Chairman Powell issued a new policy statement yesterday at the Silicon Flatirons symposium which is now available at the FCC's website. Building upon recent speeches in which the Chairman has described the digital migration as giving "power to the people," Powell stated that consumers have a high expectation of maintaining the choices they currently enjoy due to the Internet's open architecture. In a warning of sorts, Powell added that industry should embrace openness and choice to avoid future regulation. It's not "charity," Powell emphasized, but "good business."
Powell also outlined four principles of what he called "net freedom," including the consumer's choice to (1) access legal content; (2) applications or application development; and (3) attach equipment to the end of the network. Most important, in Powell's view, is that (4) consumers must receive clear information from broadband providers about the packages they offer.

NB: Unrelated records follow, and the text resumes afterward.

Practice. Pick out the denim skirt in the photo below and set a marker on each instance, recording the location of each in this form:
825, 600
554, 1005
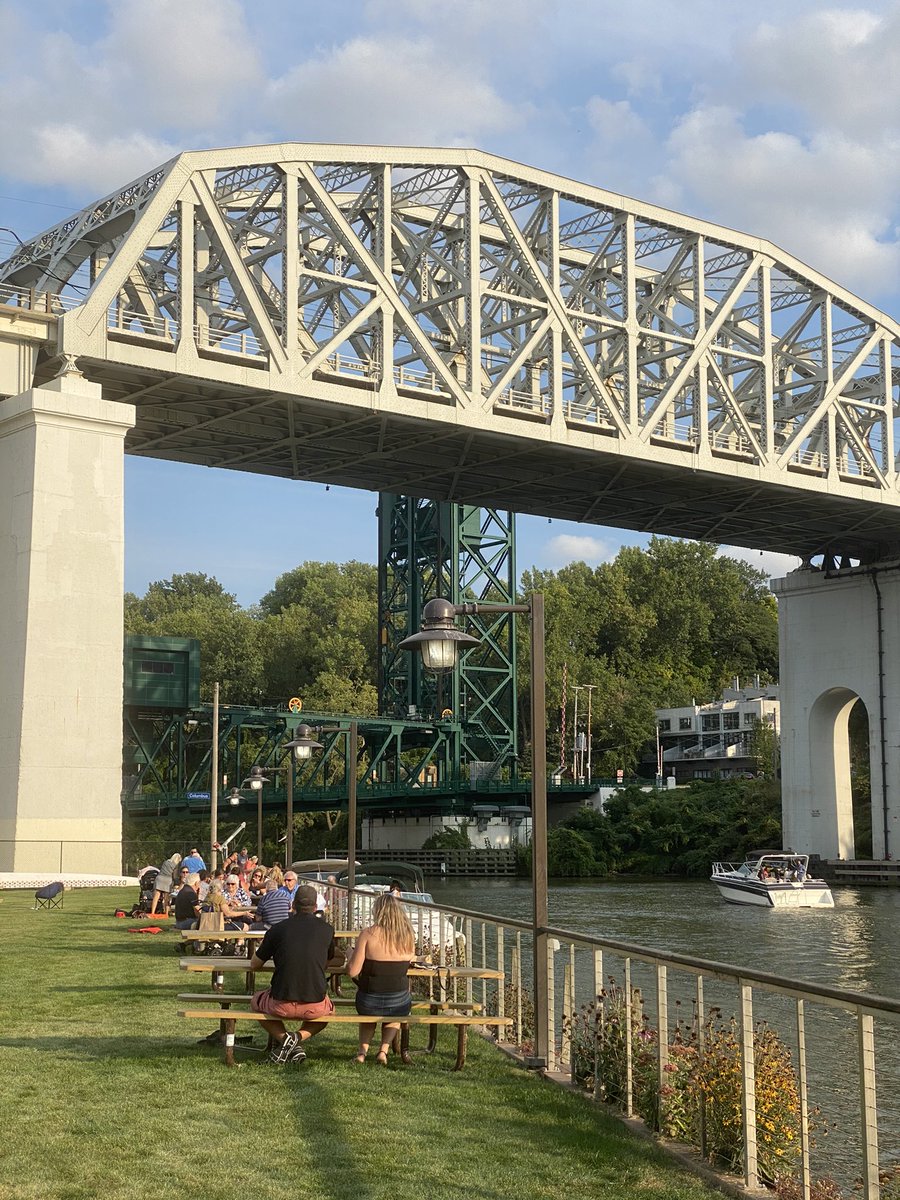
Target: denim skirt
384, 1003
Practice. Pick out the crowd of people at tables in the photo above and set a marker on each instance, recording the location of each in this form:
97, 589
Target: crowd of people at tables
247, 894
301, 945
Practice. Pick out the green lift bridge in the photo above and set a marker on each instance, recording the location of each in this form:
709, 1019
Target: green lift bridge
436, 747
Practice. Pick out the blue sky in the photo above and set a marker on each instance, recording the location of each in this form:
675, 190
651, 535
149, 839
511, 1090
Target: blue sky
780, 120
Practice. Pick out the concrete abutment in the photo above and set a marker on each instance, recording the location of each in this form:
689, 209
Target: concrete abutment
839, 642
61, 585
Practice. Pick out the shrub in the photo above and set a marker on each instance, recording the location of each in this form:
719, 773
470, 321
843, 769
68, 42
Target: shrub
701, 1098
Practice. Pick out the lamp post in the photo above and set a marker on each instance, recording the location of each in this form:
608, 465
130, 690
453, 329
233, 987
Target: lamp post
352, 756
255, 781
301, 748
439, 642
214, 783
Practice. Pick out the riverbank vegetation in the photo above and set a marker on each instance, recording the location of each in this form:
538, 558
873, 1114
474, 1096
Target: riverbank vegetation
111, 1096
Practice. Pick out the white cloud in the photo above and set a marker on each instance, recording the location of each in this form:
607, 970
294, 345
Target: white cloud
839, 66
568, 547
827, 199
175, 66
183, 64
390, 89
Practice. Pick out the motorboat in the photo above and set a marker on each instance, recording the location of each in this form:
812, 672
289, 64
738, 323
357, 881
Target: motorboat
772, 879
432, 928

Answering questions from the audience, Powell added that he is not calling for network providers to be "big dumb wholesale providers" and the FCC would still need substantial evidence of consumer harm in order to bring in regulation. He challenged industry to publicize (and compete upon) the fact that they adhere to the principles, and also challenged consumers to hold industry accountable, as they are the "ultimate judges of what is working." At bottom, Powell concluded, the market is a dialogue between producers and consumers, and industry needs to be more responsive to "the digital generation."
The timing of the speech could not be more promising for VoIP providers as the FCC is set to rule on the Pulver.com petition and issue the VoIP NPRM later this week.
(Sidebar - kudos to the law students at The University of Colorado for asking succinct questions of the Chairman, instead of the usual "look at what I know" soapboxing by industry reps and academians that normally goes on during the Q&A sessions at these conferences).